The Illinois Department of Revenue (IDR) once attempted to tax a trust that had been moved from Illinois to Texas after the grantor’s death, even though the trust had been moved to Texas. The trustees of the trust had to expend considerable sums fighting off the IDR. This is a lesson that those who have moved to Florida but have not updated their trusts should consider.
Illinois trusts are subject to a number of taxes not imposed in other states. A non-resident trust is subject to the tax to the extent that the income is generated in Illinois or apportioned to Illinois. Resident trusts, on the other hand, are taxed on all income, regardless of the source. With respect to a trust, if the grantor was a resident of Illinois, at her death it is still considered an Illinois trust, even if none of the trustees or beneficiaries has a nexus to Illinois.
In Linn v. Illinois Department of Revenue, the case involved a trust established in 1961 by A.N. Pritzker, an Illinois resident. The trust was initially administered by Illinois trustees pursuant to Illinois law. In 2002, pursuant to powers vested in the trustee in the trust instrument, the trustee distributed the trust property to a new trust (the “Texas Trust”).
Although the Texas Trust generally provided for administration under Texas law, certain provisions of the trust instrument continued to be interpreted under Illinois law.

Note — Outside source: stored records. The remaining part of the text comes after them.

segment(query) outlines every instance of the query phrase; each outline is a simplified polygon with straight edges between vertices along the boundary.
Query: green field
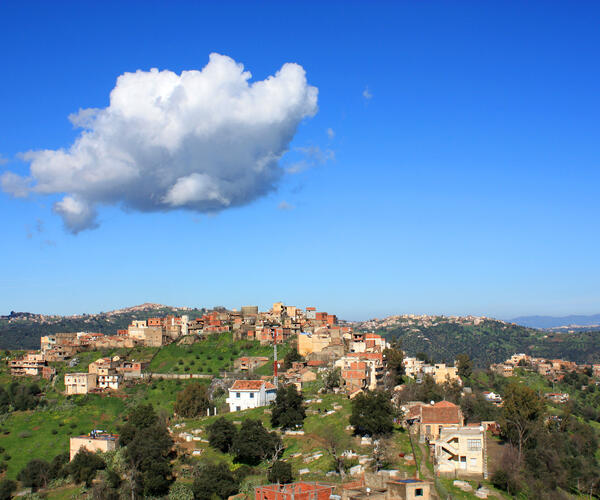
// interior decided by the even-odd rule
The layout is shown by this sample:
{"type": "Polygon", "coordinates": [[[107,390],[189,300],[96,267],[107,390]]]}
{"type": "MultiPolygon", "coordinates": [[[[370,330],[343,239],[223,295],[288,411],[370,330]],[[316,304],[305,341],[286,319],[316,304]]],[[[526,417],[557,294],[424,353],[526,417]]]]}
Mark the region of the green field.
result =
{"type": "MultiPolygon", "coordinates": [[[[281,345],[278,356],[283,358],[288,350],[287,344],[281,345]]],[[[240,356],[268,356],[273,359],[273,348],[261,346],[257,341],[233,340],[231,332],[214,334],[192,345],[170,344],[163,347],[152,360],[149,371],[218,375],[221,371],[232,371],[233,361],[240,356]]],[[[257,373],[271,374],[272,366],[261,367],[257,373]]]]}

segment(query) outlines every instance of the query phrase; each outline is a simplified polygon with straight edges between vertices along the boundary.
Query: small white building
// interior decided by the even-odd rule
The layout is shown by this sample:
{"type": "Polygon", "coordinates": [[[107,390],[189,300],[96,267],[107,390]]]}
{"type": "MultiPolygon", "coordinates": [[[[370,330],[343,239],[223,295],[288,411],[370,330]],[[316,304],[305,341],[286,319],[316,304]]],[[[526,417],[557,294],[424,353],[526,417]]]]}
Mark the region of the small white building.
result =
{"type": "Polygon", "coordinates": [[[277,388],[265,380],[236,380],[229,389],[229,411],[266,406],[275,401],[277,388]]]}

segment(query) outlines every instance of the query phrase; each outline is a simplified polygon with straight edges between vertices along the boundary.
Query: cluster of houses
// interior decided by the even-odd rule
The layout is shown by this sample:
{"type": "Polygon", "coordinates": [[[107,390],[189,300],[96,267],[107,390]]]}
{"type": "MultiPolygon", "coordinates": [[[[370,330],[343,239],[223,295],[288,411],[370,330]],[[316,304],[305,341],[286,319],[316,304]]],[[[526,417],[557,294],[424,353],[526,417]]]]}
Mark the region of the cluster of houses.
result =
{"type": "Polygon", "coordinates": [[[118,390],[124,379],[141,378],[146,367],[146,362],[122,360],[119,356],[100,358],[88,365],[87,373],[65,374],[65,394],[118,390]]]}
{"type": "Polygon", "coordinates": [[[496,422],[465,425],[459,406],[449,401],[407,403],[404,425],[429,446],[437,475],[487,477],[486,432],[497,432],[496,422]]]}
{"type": "Polygon", "coordinates": [[[417,383],[421,383],[423,377],[431,375],[436,384],[444,384],[446,382],[461,383],[458,376],[458,368],[455,366],[446,366],[445,363],[429,364],[418,358],[405,357],[403,359],[404,373],[414,378],[417,383]]]}

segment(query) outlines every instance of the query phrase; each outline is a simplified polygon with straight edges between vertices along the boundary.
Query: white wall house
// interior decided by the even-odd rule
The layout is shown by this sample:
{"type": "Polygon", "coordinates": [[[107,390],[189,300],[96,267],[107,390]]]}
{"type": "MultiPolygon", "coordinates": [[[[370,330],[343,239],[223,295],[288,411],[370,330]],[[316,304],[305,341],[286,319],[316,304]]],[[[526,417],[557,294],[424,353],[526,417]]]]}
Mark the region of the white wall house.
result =
{"type": "Polygon", "coordinates": [[[229,389],[229,411],[266,406],[275,401],[277,388],[265,380],[236,380],[229,389]]]}

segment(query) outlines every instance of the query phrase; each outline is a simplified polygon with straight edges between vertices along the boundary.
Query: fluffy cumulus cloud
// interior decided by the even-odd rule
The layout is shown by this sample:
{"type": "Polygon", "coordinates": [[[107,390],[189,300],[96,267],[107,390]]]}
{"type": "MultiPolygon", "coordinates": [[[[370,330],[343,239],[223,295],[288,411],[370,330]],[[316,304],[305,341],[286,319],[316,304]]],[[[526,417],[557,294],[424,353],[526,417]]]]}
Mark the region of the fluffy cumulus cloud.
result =
{"type": "Polygon", "coordinates": [[[317,112],[315,87],[298,64],[269,78],[211,54],[201,71],[152,69],[117,79],[104,109],[69,117],[82,129],[68,149],[30,151],[30,173],[7,172],[14,196],[60,193],[54,205],[77,233],[97,227],[97,207],[214,213],[271,191],[299,123],[317,112]]]}

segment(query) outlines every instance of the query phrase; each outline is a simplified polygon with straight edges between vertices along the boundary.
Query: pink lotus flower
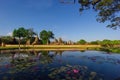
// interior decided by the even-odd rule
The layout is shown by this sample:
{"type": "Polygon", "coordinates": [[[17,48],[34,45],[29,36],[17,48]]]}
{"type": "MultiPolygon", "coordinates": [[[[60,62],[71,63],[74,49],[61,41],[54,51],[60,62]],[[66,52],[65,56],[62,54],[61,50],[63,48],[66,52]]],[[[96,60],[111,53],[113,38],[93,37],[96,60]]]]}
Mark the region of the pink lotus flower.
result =
{"type": "Polygon", "coordinates": [[[73,69],[73,72],[74,72],[74,73],[78,73],[79,70],[77,70],[77,69],[73,69]]]}
{"type": "Polygon", "coordinates": [[[67,74],[70,74],[71,72],[70,71],[67,71],[67,74]]]}

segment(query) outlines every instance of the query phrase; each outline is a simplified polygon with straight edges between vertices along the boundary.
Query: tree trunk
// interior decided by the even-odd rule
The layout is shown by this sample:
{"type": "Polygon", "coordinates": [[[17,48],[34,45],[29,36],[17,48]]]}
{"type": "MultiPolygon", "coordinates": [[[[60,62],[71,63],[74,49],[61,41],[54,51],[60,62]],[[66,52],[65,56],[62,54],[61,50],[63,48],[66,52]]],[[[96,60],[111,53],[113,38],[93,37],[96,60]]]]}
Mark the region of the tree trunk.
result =
{"type": "Polygon", "coordinates": [[[20,38],[19,38],[19,41],[18,41],[18,42],[19,42],[19,50],[20,50],[20,38]]]}

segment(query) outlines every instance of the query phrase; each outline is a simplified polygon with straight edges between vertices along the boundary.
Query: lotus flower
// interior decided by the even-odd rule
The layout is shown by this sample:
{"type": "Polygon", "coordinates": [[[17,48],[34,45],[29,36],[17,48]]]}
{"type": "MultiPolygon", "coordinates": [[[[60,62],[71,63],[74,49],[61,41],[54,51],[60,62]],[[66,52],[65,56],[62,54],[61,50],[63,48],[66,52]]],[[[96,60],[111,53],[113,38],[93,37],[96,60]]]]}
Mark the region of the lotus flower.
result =
{"type": "Polygon", "coordinates": [[[74,72],[74,73],[78,73],[79,70],[77,70],[77,69],[73,69],[73,72],[74,72]]]}

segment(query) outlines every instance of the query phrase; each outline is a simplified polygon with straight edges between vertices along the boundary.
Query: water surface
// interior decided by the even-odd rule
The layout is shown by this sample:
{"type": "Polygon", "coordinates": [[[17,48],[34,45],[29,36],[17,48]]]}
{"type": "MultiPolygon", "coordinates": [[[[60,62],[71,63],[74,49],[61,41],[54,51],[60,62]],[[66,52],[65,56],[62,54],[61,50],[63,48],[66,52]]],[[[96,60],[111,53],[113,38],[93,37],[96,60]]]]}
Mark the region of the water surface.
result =
{"type": "Polygon", "coordinates": [[[120,80],[120,54],[0,51],[0,80],[120,80]]]}

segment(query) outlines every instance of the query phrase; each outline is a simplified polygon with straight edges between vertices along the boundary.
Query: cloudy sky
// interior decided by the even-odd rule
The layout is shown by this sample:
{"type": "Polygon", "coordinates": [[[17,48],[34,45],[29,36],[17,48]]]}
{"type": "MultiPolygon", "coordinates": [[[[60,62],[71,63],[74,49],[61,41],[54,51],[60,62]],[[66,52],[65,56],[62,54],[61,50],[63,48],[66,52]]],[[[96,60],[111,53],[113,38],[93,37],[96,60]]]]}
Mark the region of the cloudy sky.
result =
{"type": "Polygon", "coordinates": [[[77,41],[120,39],[120,29],[106,28],[96,22],[92,10],[79,12],[79,4],[61,4],[60,0],[0,0],[0,35],[10,35],[15,28],[34,28],[39,34],[51,30],[56,38],[77,41]]]}

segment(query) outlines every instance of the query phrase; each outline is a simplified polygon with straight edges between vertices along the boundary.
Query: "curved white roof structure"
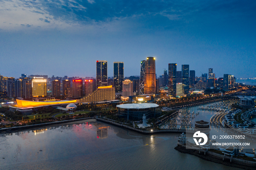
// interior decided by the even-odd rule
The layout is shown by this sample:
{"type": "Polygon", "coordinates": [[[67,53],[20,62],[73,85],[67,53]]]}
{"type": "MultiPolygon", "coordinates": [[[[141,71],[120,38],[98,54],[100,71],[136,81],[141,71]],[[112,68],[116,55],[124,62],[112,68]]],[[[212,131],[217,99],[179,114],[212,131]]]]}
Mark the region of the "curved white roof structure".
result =
{"type": "Polygon", "coordinates": [[[117,105],[116,107],[122,109],[147,109],[157,107],[159,105],[155,103],[133,103],[132,104],[124,104],[117,105]]]}

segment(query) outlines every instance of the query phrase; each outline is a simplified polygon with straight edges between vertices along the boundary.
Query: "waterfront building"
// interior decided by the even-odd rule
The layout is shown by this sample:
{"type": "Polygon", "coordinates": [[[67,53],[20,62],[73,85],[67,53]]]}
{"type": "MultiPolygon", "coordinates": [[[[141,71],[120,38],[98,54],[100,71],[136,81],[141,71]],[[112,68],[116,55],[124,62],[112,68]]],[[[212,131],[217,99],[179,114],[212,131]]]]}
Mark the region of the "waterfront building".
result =
{"type": "Polygon", "coordinates": [[[23,78],[22,81],[22,97],[25,99],[32,98],[32,80],[29,77],[23,78]]]}
{"type": "Polygon", "coordinates": [[[169,94],[173,97],[176,97],[177,64],[169,63],[168,67],[169,77],[169,94]]]}
{"type": "Polygon", "coordinates": [[[176,82],[177,83],[180,83],[182,82],[182,76],[181,71],[177,71],[176,76],[177,76],[177,80],[176,82]]]}
{"type": "Polygon", "coordinates": [[[155,58],[147,57],[145,64],[145,94],[155,94],[157,88],[155,80],[155,58]]]}
{"type": "Polygon", "coordinates": [[[189,86],[193,87],[195,85],[196,77],[196,72],[195,70],[189,71],[189,86]]]}
{"type": "Polygon", "coordinates": [[[178,83],[176,84],[176,96],[178,97],[183,97],[184,94],[182,90],[182,83],[178,83]]]}
{"type": "Polygon", "coordinates": [[[70,81],[67,79],[62,81],[62,95],[66,97],[68,94],[68,88],[70,88],[70,81]]]}
{"type": "Polygon", "coordinates": [[[188,94],[189,89],[189,65],[181,65],[181,74],[182,76],[182,90],[184,96],[188,94]]]}
{"type": "Polygon", "coordinates": [[[96,87],[108,85],[108,61],[96,61],[96,87]]]}
{"type": "Polygon", "coordinates": [[[34,77],[32,79],[32,96],[44,97],[46,96],[46,79],[42,77],[34,77]]]}
{"type": "Polygon", "coordinates": [[[116,93],[122,92],[124,81],[124,62],[114,62],[114,87],[116,93]]]}
{"type": "Polygon", "coordinates": [[[123,96],[129,97],[133,95],[132,81],[129,79],[125,80],[123,82],[123,96]]]}
{"type": "Polygon", "coordinates": [[[73,97],[80,97],[83,96],[83,80],[82,79],[73,80],[72,81],[72,90],[73,97]]]}
{"type": "Polygon", "coordinates": [[[118,108],[118,117],[127,118],[127,120],[142,120],[144,114],[148,118],[153,115],[155,116],[156,114],[162,112],[156,111],[155,108],[158,106],[155,103],[133,103],[116,106],[118,108]],[[120,109],[122,110],[120,111],[120,109]]]}
{"type": "Polygon", "coordinates": [[[84,80],[84,93],[87,96],[93,92],[93,80],[84,80]]]}
{"type": "Polygon", "coordinates": [[[145,80],[145,64],[146,60],[140,62],[140,94],[144,94],[144,82],[145,80]]]}
{"type": "Polygon", "coordinates": [[[229,89],[229,74],[227,74],[223,75],[223,88],[226,90],[229,89]]]}
{"type": "Polygon", "coordinates": [[[99,87],[92,93],[78,101],[82,103],[114,100],[116,99],[115,88],[112,87],[112,86],[99,87]]]}
{"type": "Polygon", "coordinates": [[[60,81],[55,80],[52,81],[52,96],[54,97],[60,96],[60,81]]]}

The Texas Trust was subsequently modified by a Texas court to eliminate all references to Illinois law, and the trustee filed the Texas Trust’s 2006 Illinois tax return on a nonresident basis. At that time no non-contingent trust beneficiary resided in Illinois, no trust office holder resided in Illinois, no trust assets were outside Illinois and Illinois law was not referenced in the trust instrument.
The Illinois Department of Revenue (the “IDR”) determined that the trust was a resident trust and that, as such, the trust should continue to be subject to Illinois income tax. The trustee countered that the imposition of Illinois tax under these circumstances was unconstitutional as a violation of the due process clause and the commerce clause. The court sided with the trustee based on due process grounds (not reaching the commerce clause arguments), and recited the following requirements for a statute to sustain a due process challenge: (1) a minimum connection must exist between the state and the person, property, or transaction it seeks to tax, and (2) the income attributed to the state for tax purposes must be rationally related to values with the taxing state.
The IDR argued that significant connections with Illinois existed, maintaining that the trust owed its very existence to Illinois and listing numerous legal benefits Illinois provides to the trustees and beneficiaries. The court disagreed with the testamentary trust cases the IDR relied on, finding that an inter vivos (revocable – during life) trust’s connections with a state are more attenuated than in the case of a testamentary (after death) trust.
Further, the court found that the Texas Trust wasn’t created under Illinois law, but rather by a power granted to the trustees under the original trust instrument. The court proceeded to dismiss the trust’s historical connections to Illinois and focused on contemporaneous connections finding that “what happened historically with the trust in Illinois courts and under Illinois law has no bearing on the 2006 tax year.” For 2006, the court concluded that the trust received the benefits and protections of Texas law, not Illinois law.
Imagine if the trustees had never decanted the original Illinois trust into a Texas trust. Then Texas law would not have applied and it is likely that Illinois taxes would still have been imposed. Texas, like Florida, has no state income tax. The fact that the trustees were able to move the trust from a state that taxes trust income (Illinois) to a state that does not (Texas) resulted in significant savings for the trust beneficiaries.
This is an important lesson for those that have moved their residences to Florida but have not updated their wills and trusts to Florida law. Chances are, the former home state taxes income, and if the laws of that state are broad reaching (as many are) then taxes may be assessed.